Si l’autorisation n’a pas été donnée, c’est parce que les formalités et les procédures de certification d’un aéronef n’ont pas été remplies. C’est aussi simple que cela. Le fait est qu’on a fait un amalgame avec des intérêts politiques dans un domaine où cela n’a rien à voir. On ne badine pas avec la sécurité et la sûreté aériennes. En juin, pour avoir oublié de transmettre son plan de vol à l’ACM, un petit avion avait crashé. La campagne électorale ne doit pas être un prétexte pour déroger aux règles impératives de sécurité. Qui tiendra -t-on pour responsable si par malheur un candidat meurt dans un accident d’hélicoptère à l’issue d’une collision ou d’une imperfection technique ? Rejettera-t-on le tort à l’ACM ou le Premier ministre en assumera-t-il les conséquences ? On se souvient qu’en 2005, l’hélicoptère de Marc Ravalomanana avait évité de justesse un crash à Imady mais il faut préciser qu’il se trouvait aux commandes. Ceci dit, les accidents d’hélicoptère sont assez fréquents pour ne pas négliger les procédures obligatoires.
Les négligences, le manque de rigueur, le laisser-aller, la mauvaise gouvernance avaient coûté l’intégration de la compagnie Air Madagascar dans la liste B de l’Union européenne en 2010. Il a fallu des réformes profondes, un plan de redressement, des engagements clairs justement sous l’impulsion de James Andrianalisoa nommé à la tête de l’ACM en 2014 pour sortir Air Madagascar du trou noir en juin 2016.
Ce genre d’ingérence de l’État dans un domaine spécifique, où lés instances internationales de l’aviation civile ne font aucun état d’âme, risque de causer de nouveaux ennuis. Un hélicoptère n’est pas une voiture qu’on sort du garage et qu’on lance illico sur route.
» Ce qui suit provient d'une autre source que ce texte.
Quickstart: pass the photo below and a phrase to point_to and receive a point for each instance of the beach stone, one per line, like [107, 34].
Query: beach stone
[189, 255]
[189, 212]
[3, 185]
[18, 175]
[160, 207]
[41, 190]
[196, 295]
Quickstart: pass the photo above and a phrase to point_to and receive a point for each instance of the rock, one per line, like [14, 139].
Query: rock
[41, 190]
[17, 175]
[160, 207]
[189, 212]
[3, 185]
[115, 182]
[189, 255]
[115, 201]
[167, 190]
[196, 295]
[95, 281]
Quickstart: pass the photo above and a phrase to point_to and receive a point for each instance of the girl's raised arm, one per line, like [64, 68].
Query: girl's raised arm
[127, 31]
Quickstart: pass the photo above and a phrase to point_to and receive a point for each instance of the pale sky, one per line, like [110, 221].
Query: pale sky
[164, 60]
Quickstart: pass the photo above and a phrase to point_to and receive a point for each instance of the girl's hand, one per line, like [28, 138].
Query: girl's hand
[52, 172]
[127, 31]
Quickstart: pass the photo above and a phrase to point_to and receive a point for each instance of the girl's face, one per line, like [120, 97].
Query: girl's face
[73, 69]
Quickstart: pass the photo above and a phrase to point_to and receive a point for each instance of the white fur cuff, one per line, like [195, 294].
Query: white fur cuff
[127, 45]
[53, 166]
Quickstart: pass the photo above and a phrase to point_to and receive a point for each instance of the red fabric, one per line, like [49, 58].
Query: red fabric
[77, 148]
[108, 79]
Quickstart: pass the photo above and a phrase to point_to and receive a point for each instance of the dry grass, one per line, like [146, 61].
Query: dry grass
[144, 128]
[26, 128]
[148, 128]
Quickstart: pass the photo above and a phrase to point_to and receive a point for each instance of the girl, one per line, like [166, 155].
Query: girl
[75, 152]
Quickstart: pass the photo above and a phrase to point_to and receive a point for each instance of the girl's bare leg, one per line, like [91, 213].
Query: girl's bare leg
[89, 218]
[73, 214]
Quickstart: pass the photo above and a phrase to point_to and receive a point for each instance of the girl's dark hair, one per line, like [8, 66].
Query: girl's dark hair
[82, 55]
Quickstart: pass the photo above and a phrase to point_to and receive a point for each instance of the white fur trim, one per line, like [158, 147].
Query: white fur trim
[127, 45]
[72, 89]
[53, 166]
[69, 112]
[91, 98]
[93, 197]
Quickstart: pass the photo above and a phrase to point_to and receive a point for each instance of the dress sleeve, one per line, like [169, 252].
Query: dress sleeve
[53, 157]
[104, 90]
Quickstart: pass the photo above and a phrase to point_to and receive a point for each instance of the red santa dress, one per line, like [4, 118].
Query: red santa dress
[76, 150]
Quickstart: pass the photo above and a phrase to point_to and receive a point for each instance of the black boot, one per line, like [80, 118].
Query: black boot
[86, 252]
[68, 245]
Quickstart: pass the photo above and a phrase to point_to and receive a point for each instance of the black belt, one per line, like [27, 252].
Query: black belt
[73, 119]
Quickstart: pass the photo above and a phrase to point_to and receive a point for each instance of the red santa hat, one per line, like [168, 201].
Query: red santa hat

Le Premier ministre a plutôt intérêt à demander au Samifin d’enquêter sur les fonds avec lesquels ces candidats ont acheté ces joujoux. Il ne se demande pas comment un candidat peut s’offrir cinq hélicoptères dont le prix peut varier de 135.000 euros à 19 millions d’euros alors que l’État qu’il dirige ne peut même pas s’en offrir l’hélice pour chasser les dahalo. Est-il plus important de privilégier l’égalité des chances des candidats en obligeant l’ACM de donner une autorisation de complaisance que de prôner une campagne propre et morale à la hauteur de la pauvreté des électeurs ? Quel cynisme que de faire campagne avec vingt hélicoptères dont le fonctionnement coûte 250 euros de l’heure dans un pays où le revenu moyen est de 2 dollars en 24 heures. Il n’y a le moindre indice de patriotisme dans cette débauche de moyens colossaux dans une élection dont l’organisation a nécessité l’assistanat international. Ce qui est certain, c’est que la terreur risque de l’emporter au quart de tour.